Table Talks: meet Justine, French natural food activist



Hi Justine, where are you from and what did you study?


I’m from Yvelines in France and I studied in the catering industry for 5 years, then I specialised in food design at l’Ecole Duperré.


Why did you want to study food design and what does that mean to you?


For me, it’s a relevant way to express my convictions in the catering industry. Food design leads to the reflexion of our needs in relation to the resources we have. My goal is to re-evaluate the agricultural world and the craft industry.



Can you tell us more about your "vegetable leather"?

« Vegetable leaves » « Feuilles végétales »


I wanted to create a material playing with our senses but made with just one vegetable ingredient. Each sheet of the collection has its own use, taste and look.


Favourite restaurant?


That’s not really a restaurant but a market, in Versailles. Every week, I discover some new dishes and seasonal products. It inspires me with the colours, the smells and the variety of products and spices.


Which designers/people inspire you?


The people who inspired me the most are those I have met during my professional career and who taught me their experiences, namely: Guy Krenzer for his sensibility in gastronomy and Caroline Faccioli for her ability to capture gourmet moments.


Favourite cookbook?


Currently, « The Nordic Baking Book » by Magnus Nilsson. I love cook books which put forward a unique culinary heritage and make us travel from page to page.


What gift did you recently give to someone?


A scottish bag from my travel.

What future trends would like to see happening in the next few years?


A bigger interest about the environment around us and everyone’s initiatives.
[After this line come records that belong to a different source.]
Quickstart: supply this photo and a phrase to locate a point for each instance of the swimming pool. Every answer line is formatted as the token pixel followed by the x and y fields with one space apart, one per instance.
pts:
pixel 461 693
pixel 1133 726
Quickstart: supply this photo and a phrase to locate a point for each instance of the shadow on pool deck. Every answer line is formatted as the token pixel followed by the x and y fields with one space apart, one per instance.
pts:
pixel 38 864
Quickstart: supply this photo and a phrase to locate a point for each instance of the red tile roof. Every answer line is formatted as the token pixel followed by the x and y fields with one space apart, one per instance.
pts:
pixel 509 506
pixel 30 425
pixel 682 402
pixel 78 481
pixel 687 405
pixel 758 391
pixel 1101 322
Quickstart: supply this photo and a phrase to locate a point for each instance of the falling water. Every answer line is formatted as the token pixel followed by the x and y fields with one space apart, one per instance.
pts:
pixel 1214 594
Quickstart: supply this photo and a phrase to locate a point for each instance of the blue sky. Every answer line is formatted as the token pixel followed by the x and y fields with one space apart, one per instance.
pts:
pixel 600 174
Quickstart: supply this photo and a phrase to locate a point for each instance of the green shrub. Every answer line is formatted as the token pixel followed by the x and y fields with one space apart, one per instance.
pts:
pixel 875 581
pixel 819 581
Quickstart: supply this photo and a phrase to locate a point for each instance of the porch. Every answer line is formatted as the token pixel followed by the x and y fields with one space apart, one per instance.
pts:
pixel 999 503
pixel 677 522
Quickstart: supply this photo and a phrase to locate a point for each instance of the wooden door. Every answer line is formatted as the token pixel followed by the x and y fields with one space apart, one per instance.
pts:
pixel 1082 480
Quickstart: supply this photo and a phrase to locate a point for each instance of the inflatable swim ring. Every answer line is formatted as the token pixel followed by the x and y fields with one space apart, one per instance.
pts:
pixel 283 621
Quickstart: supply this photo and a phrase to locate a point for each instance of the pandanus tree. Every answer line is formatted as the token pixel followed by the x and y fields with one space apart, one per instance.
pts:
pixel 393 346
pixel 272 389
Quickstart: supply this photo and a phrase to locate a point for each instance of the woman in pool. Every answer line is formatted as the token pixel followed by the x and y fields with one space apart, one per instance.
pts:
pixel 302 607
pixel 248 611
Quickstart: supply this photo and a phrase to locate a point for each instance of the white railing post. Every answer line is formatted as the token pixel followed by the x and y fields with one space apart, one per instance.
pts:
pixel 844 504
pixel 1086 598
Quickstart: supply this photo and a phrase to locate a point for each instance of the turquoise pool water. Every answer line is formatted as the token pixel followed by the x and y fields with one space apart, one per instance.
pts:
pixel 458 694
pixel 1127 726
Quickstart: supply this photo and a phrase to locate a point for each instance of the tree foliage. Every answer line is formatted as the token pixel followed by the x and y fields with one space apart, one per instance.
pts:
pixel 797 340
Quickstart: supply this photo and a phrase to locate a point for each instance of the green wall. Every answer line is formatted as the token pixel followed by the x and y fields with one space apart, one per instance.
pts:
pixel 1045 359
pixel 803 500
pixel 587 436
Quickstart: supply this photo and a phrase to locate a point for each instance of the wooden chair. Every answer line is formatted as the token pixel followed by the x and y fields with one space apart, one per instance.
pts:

I think picking edible wild plants will become more common and accessible. In a world where questions about environment and industry are in the center of every talks.


What are you doing now and what are your projects in the future ? 


Since November I’m doing woofing in France and UK in farms to learn permaculture practices, agricultural breeding and artisan bread making. In the future, I’d like to use my knowledge for my cooking conception. Why not develop a vegetable garden or wild foraging tours... I’ve got plenty of ideas!



Thank you to Justine for answering these little questions for Crème zine and sharing with us some insight into her natural cooking! And thank you to our intern Jeanne for putting this article together.